Она говорила, а он молча кивал. Он не мог ей признаться, что с нового месяца у них в бригаде снизится заработок… Разве можно омрачать мечту?
— Ты недоволен? — спросила она, заметив, должно быть, промелькнувшее на его лице выражение озабоченности.
— Нет, почему… — поспешно ответил он. — Ты права.
Тогда она по-своему расценила его настроение.
— Ты узнал про Дашу?
— Что про Дашу?
— Я через Авдотью Мироновну передала ей записку матери. А она просила сказать… Приглашает всех. В субботу, к семи…
— Да… Знаю.
Вот сестре, наверное, кажется, что у нее хорошая, легкая жизнь! Ну, так пусть им всем: и ему, и Наде, и ребятам — будет впятеро, вдесятеро труднее, они не хотят иного!
И все равно с начала месяца пойдут они в ученики! И все равно немедленно устроится на работу Надя!
XVII
…Крутится диск пластинки, заунывная тянется мелодия.
За столом, приготовленным для большого числа гостей, трое. Важная рыхлая Авдотья Мироновна в полупрозрачном платье, как желе в целлофане, подтянутый, в черном костюме Иван Терентьевич и сбоку от них — курносый, небрежно одетый, лоснящийся толстяк, который с аппетитом жует, пьет за рюмкой рюмку и провозглашает щедрые тосты:
— Пьем за технический прогресс! Пьем за преобразование природы!
Гладко выбритый, торжественный Григорий и Даша в белом платье сидят у другого конца стола.
Взлаивает во дворе черный пес на привязи.

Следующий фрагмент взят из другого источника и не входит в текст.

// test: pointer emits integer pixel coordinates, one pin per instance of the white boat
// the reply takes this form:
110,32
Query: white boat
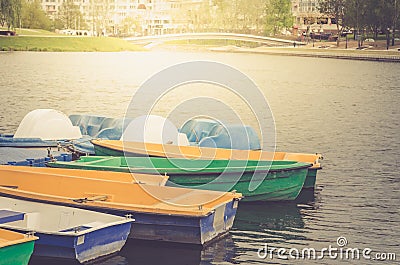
66,232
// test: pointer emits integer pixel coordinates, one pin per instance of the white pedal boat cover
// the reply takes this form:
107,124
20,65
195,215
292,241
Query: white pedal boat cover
47,124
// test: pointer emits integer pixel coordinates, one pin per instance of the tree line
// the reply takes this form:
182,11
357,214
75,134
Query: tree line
364,16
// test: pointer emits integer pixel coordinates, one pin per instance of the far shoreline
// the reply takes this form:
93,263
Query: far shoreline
108,44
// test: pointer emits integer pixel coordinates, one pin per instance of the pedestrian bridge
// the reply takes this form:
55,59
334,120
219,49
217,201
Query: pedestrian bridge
159,39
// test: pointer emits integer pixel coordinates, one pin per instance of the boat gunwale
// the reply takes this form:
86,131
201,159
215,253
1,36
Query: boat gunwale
108,144
193,171
66,201
26,238
72,233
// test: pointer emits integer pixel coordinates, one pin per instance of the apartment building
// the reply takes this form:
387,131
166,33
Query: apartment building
308,17
147,17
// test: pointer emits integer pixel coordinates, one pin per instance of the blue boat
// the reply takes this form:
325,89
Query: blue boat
34,157
161,213
65,232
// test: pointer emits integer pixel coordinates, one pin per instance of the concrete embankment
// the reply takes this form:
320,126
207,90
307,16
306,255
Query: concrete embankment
380,56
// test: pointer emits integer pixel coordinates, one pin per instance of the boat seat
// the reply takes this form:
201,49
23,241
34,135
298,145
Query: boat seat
82,227
7,216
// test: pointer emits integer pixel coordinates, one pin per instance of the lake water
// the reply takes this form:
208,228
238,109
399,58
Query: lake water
346,110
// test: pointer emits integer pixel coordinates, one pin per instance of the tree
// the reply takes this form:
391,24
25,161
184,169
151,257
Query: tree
334,9
10,12
278,16
33,16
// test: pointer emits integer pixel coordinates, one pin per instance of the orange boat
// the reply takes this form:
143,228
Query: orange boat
161,213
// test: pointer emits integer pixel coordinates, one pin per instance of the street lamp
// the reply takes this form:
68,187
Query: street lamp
394,21
387,38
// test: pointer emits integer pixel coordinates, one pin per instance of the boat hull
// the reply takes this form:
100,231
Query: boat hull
182,229
161,213
17,251
84,247
311,178
66,232
279,180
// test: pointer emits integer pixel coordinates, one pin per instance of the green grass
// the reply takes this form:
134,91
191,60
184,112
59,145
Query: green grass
66,44
32,32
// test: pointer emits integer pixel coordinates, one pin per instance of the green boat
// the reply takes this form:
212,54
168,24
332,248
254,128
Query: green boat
15,248
272,180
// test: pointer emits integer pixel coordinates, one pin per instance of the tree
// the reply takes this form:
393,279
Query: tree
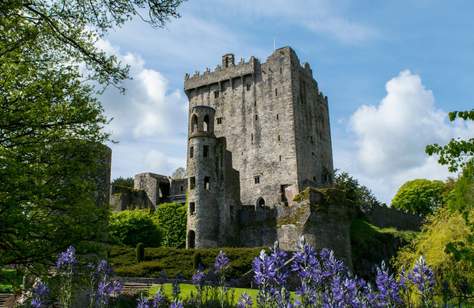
179,173
359,194
419,197
171,217
457,152
131,227
51,121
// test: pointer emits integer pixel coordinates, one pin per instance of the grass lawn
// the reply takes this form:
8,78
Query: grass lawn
186,290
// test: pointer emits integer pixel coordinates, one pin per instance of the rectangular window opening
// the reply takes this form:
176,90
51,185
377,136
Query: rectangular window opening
207,183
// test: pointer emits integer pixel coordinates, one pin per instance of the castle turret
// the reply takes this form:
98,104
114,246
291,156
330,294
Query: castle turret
203,210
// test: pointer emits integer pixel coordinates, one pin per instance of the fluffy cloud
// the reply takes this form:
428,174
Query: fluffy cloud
148,121
390,137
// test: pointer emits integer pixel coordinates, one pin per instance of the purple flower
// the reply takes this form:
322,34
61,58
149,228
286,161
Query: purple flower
143,303
423,278
388,287
198,278
40,289
176,304
36,303
221,263
158,299
244,301
66,258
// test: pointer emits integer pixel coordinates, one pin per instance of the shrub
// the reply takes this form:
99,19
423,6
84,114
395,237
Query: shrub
171,217
140,252
132,227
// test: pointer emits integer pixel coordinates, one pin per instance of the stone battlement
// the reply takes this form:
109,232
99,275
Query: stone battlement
226,71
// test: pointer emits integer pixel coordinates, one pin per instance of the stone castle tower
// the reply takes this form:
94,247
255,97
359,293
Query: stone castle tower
259,133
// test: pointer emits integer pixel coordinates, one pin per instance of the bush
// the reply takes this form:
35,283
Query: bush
171,218
132,227
419,197
140,252
179,261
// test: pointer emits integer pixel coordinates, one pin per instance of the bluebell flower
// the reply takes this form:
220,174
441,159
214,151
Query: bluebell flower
176,304
143,303
198,278
245,301
159,299
221,263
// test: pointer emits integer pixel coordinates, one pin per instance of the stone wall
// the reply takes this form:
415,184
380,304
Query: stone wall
387,217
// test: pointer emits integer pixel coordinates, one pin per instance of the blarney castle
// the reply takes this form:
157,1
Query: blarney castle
259,161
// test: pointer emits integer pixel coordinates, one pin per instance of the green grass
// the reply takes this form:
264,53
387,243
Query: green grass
187,289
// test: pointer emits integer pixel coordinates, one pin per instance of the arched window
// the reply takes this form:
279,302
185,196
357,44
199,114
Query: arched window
206,123
191,239
194,123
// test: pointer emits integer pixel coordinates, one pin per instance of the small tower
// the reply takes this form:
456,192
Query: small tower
203,211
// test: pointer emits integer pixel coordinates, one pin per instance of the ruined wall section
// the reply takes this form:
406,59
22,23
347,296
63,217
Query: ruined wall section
312,128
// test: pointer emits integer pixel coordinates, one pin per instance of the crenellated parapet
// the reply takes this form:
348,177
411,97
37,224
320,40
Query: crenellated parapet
226,71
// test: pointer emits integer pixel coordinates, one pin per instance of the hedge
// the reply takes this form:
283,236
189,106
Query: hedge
175,261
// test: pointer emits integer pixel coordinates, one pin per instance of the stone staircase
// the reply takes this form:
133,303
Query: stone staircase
6,300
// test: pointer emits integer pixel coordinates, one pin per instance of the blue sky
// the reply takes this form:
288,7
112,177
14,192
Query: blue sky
391,70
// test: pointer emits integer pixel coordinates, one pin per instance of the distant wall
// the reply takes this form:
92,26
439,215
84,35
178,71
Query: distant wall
387,217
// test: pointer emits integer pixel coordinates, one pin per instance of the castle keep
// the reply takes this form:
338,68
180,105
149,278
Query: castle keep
259,163
258,134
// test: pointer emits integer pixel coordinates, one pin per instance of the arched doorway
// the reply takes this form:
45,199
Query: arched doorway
191,239
194,123
205,123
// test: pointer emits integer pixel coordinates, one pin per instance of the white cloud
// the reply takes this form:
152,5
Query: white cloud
149,120
320,16
390,137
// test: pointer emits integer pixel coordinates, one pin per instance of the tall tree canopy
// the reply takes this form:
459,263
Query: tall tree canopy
51,120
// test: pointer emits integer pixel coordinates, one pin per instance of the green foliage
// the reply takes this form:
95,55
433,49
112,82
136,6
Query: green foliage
419,197
131,227
179,261
457,152
123,182
171,217
372,245
140,252
357,193
51,123
447,241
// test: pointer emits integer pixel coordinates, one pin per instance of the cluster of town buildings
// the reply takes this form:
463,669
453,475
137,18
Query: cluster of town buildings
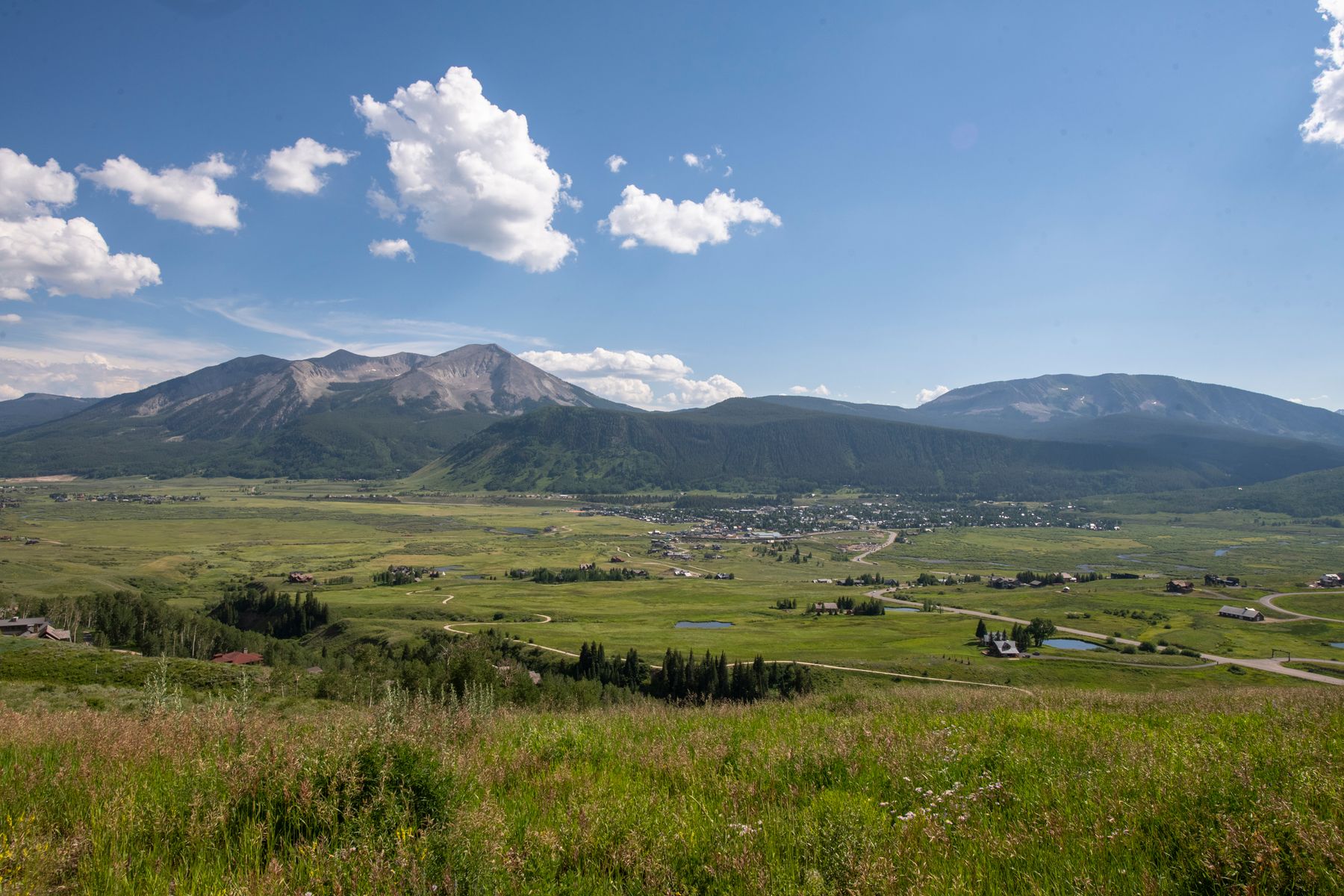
33,628
60,497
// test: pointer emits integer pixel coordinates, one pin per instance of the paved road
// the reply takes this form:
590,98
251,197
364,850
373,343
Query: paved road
801,662
1263,664
1269,602
863,558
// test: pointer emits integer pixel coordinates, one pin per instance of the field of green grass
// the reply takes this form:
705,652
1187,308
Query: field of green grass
187,553
897,790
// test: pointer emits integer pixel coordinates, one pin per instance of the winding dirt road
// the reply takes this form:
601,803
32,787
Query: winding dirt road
1275,665
1269,602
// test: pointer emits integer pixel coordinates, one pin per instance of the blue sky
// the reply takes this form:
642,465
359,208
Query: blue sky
944,193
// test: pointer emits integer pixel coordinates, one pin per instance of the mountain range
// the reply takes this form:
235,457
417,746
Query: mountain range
340,415
38,408
479,417
1046,406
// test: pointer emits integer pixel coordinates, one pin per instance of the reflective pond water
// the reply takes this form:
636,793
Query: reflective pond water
1068,644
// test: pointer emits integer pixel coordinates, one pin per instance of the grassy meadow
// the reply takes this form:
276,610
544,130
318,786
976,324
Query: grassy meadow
1097,771
887,790
187,553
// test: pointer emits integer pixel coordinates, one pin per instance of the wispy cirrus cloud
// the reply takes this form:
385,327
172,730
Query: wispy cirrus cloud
85,356
40,250
364,334
293,169
190,195
470,171
1325,122
656,381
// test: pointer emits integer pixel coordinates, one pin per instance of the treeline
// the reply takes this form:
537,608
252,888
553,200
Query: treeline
151,626
544,575
1027,576
258,608
742,447
687,680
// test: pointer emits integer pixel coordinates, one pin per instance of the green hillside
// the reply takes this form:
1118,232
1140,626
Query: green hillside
1308,494
752,445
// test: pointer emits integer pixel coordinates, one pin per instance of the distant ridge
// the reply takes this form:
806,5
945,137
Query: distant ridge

Даша вскакивает, бежит к двери, и все молча ждут, повернув головы, но она возвращается одна, натянуто улыбаясь.
И молча подливает вино Григорий.
Только Авдотья Мироновна ведет непринужденный, «светский» разговор:
— Чудесный у вас винегрет, чудесный! И мы с Иваном Терентьевичем так же когда-то начинали. Помнишь, Иван Терентьевич… У нас был такой же случай. Пригласили мы гостей…
— Пьем за процветание человечества! — провозглашает толстяк и тянется к Григорию. — А усатый к тебе не схотел. Ты позвал, а он не схотел. Пьем за культурную революцию!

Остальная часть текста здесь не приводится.